Helping the ecosystem

Bruno Lecerf noted that, for the past several months, Air France has faced a situation of negative interest rates while at the same time having “a relatively generous cash position.” Early payment through C2FO enabled Air France to generate move value from that cash, while also injecting low-cost working capital into its supply chain.  

“In this crisis situation we’re all familiar with, it’s true that we too naturally tend, at certain times, to take particular care and we’re continually trying to limit our cash outflows,” he said. “Nevertheless there is also this interest, and it’s still important to recognise that we’re not alone and that we have this ecosystem of suppliers around us who we have to rely on, and we have to contribute to keeping them strong.” 

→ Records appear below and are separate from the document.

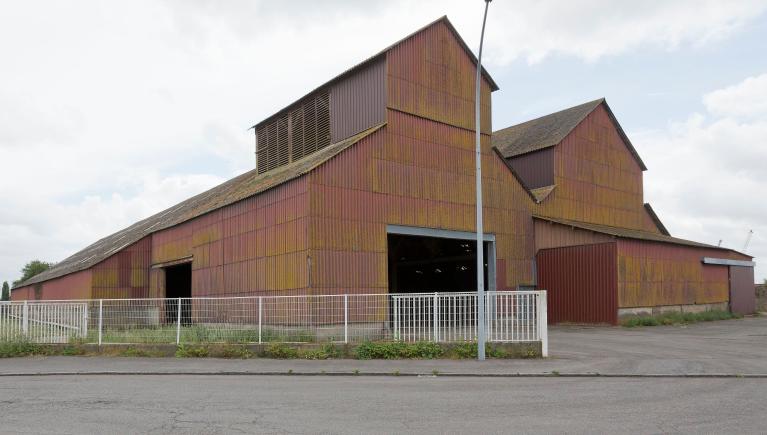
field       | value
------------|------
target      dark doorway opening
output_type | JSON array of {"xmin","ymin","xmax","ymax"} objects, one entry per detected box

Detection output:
[
  {"xmin": 388, "ymin": 234, "xmax": 491, "ymax": 293},
  {"xmin": 165, "ymin": 263, "xmax": 192, "ymax": 325}
]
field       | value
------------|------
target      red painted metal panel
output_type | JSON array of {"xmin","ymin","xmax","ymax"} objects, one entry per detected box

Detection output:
[
  {"xmin": 509, "ymin": 147, "xmax": 554, "ymax": 189},
  {"xmin": 330, "ymin": 56, "xmax": 386, "ymax": 143},
  {"xmin": 730, "ymin": 266, "xmax": 756, "ymax": 314},
  {"xmin": 536, "ymin": 243, "xmax": 618, "ymax": 324}
]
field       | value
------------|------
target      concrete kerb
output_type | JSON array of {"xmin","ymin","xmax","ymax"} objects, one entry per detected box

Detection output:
[{"xmin": 0, "ymin": 370, "xmax": 767, "ymax": 379}]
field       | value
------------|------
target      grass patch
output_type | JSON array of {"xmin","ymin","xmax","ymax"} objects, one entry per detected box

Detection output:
[
  {"xmin": 354, "ymin": 341, "xmax": 444, "ymax": 359},
  {"xmin": 176, "ymin": 344, "xmax": 210, "ymax": 358},
  {"xmin": 620, "ymin": 310, "xmax": 743, "ymax": 328},
  {"xmin": 0, "ymin": 340, "xmax": 51, "ymax": 358}
]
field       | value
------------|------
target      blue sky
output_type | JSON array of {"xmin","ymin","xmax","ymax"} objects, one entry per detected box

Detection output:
[{"xmin": 0, "ymin": 0, "xmax": 767, "ymax": 281}]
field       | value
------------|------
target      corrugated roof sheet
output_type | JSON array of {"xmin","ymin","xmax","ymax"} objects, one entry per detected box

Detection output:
[
  {"xmin": 251, "ymin": 15, "xmax": 500, "ymax": 128},
  {"xmin": 16, "ymin": 124, "xmax": 385, "ymax": 287},
  {"xmin": 533, "ymin": 215, "xmax": 751, "ymax": 258},
  {"xmin": 493, "ymin": 98, "xmax": 647, "ymax": 170},
  {"xmin": 530, "ymin": 184, "xmax": 557, "ymax": 204},
  {"xmin": 644, "ymin": 202, "xmax": 671, "ymax": 236}
]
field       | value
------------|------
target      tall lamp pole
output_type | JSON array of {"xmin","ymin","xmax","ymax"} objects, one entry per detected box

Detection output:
[{"xmin": 474, "ymin": 0, "xmax": 492, "ymax": 361}]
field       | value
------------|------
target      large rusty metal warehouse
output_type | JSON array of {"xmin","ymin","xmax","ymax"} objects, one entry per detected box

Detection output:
[{"xmin": 13, "ymin": 17, "xmax": 754, "ymax": 323}]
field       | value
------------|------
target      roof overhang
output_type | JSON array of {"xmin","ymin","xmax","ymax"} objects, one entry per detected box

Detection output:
[{"xmin": 703, "ymin": 257, "xmax": 756, "ymax": 267}]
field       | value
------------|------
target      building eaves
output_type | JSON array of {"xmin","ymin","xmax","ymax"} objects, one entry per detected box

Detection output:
[
  {"xmin": 14, "ymin": 124, "xmax": 385, "ymax": 288},
  {"xmin": 533, "ymin": 215, "xmax": 753, "ymax": 258},
  {"xmin": 492, "ymin": 98, "xmax": 647, "ymax": 171},
  {"xmin": 644, "ymin": 202, "xmax": 671, "ymax": 236},
  {"xmin": 250, "ymin": 15, "xmax": 500, "ymax": 128}
]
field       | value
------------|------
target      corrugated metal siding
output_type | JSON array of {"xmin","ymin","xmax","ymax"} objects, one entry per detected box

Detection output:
[
  {"xmin": 91, "ymin": 237, "xmax": 152, "ymax": 299},
  {"xmin": 150, "ymin": 177, "xmax": 308, "ymax": 297},
  {"xmin": 310, "ymin": 106, "xmax": 533, "ymax": 293},
  {"xmin": 730, "ymin": 266, "xmax": 756, "ymax": 314},
  {"xmin": 509, "ymin": 147, "xmax": 554, "ymax": 189},
  {"xmin": 11, "ymin": 269, "xmax": 92, "ymax": 301},
  {"xmin": 536, "ymin": 242, "xmax": 618, "ymax": 324},
  {"xmin": 330, "ymin": 56, "xmax": 386, "ymax": 143},
  {"xmin": 538, "ymin": 105, "xmax": 659, "ymax": 233},
  {"xmin": 387, "ymin": 23, "xmax": 492, "ymax": 134},
  {"xmin": 618, "ymin": 239, "xmax": 748, "ymax": 308},
  {"xmin": 534, "ymin": 219, "xmax": 614, "ymax": 252}
]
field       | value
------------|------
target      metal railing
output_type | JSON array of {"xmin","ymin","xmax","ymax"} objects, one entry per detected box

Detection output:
[{"xmin": 0, "ymin": 291, "xmax": 548, "ymax": 353}]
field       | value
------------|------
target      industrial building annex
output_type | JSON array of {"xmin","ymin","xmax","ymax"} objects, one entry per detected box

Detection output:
[{"xmin": 12, "ymin": 17, "xmax": 754, "ymax": 323}]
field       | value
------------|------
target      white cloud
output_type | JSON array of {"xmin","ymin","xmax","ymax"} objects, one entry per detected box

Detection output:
[
  {"xmin": 633, "ymin": 75, "xmax": 767, "ymax": 280},
  {"xmin": 0, "ymin": 0, "xmax": 765, "ymax": 280},
  {"xmin": 703, "ymin": 73, "xmax": 767, "ymax": 118}
]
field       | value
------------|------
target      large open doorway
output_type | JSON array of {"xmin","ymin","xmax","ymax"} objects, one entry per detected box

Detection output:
[
  {"xmin": 387, "ymin": 230, "xmax": 495, "ymax": 293},
  {"xmin": 164, "ymin": 263, "xmax": 192, "ymax": 325}
]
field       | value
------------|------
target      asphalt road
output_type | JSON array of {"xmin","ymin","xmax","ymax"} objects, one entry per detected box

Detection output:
[{"xmin": 0, "ymin": 375, "xmax": 767, "ymax": 434}]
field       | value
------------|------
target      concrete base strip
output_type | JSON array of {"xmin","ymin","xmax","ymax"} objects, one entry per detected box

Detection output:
[{"xmin": 0, "ymin": 371, "xmax": 767, "ymax": 379}]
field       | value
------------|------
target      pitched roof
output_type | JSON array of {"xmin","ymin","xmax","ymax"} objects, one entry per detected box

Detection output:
[
  {"xmin": 493, "ymin": 98, "xmax": 647, "ymax": 170},
  {"xmin": 533, "ymin": 215, "xmax": 751, "ymax": 258},
  {"xmin": 251, "ymin": 15, "xmax": 500, "ymax": 128},
  {"xmin": 15, "ymin": 124, "xmax": 384, "ymax": 288},
  {"xmin": 644, "ymin": 202, "xmax": 671, "ymax": 236}
]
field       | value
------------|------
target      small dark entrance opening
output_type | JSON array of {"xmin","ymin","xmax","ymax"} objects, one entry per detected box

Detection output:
[
  {"xmin": 165, "ymin": 263, "xmax": 192, "ymax": 325},
  {"xmin": 388, "ymin": 234, "xmax": 490, "ymax": 293}
]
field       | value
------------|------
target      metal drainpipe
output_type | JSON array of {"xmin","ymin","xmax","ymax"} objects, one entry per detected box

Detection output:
[{"xmin": 474, "ymin": 0, "xmax": 492, "ymax": 361}]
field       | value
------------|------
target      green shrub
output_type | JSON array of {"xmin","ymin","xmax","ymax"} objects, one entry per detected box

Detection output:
[
  {"xmin": 61, "ymin": 344, "xmax": 85, "ymax": 356},
  {"xmin": 264, "ymin": 343, "xmax": 298, "ymax": 359},
  {"xmin": 176, "ymin": 344, "xmax": 210, "ymax": 358},
  {"xmin": 0, "ymin": 340, "xmax": 50, "ymax": 358},
  {"xmin": 621, "ymin": 310, "xmax": 743, "ymax": 328},
  {"xmin": 355, "ymin": 341, "xmax": 444, "ymax": 359},
  {"xmin": 216, "ymin": 345, "xmax": 253, "ymax": 359}
]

A flexible approach for suppliers 

Unlike traditional supply chain finance, early payment through C2FO is dynamic and flexible, enabling suppliers to accelerate invoices of their choice at discounts that they determine. The programme also provides buyers like Air France the option of utilising third-party funders to pay suppliers, rather than spending cash from the airline’s balance sheet. 

“We’ve really flipped the model on its head,” C2FO’s Antoine Trépant said. “Instead of a buyer incentive model, this is a supplier incentive model.”

The opportunity to help Air France’s suppliers was key to launching the programme, according to Bruno Lecerf. 

“That was actually the catalyst for us, in the context of an approach which at the start could have been a bit selfish, solely focused on the treasury function, and which in the end has become much more altruistic, focusing on all of our partners,” he said.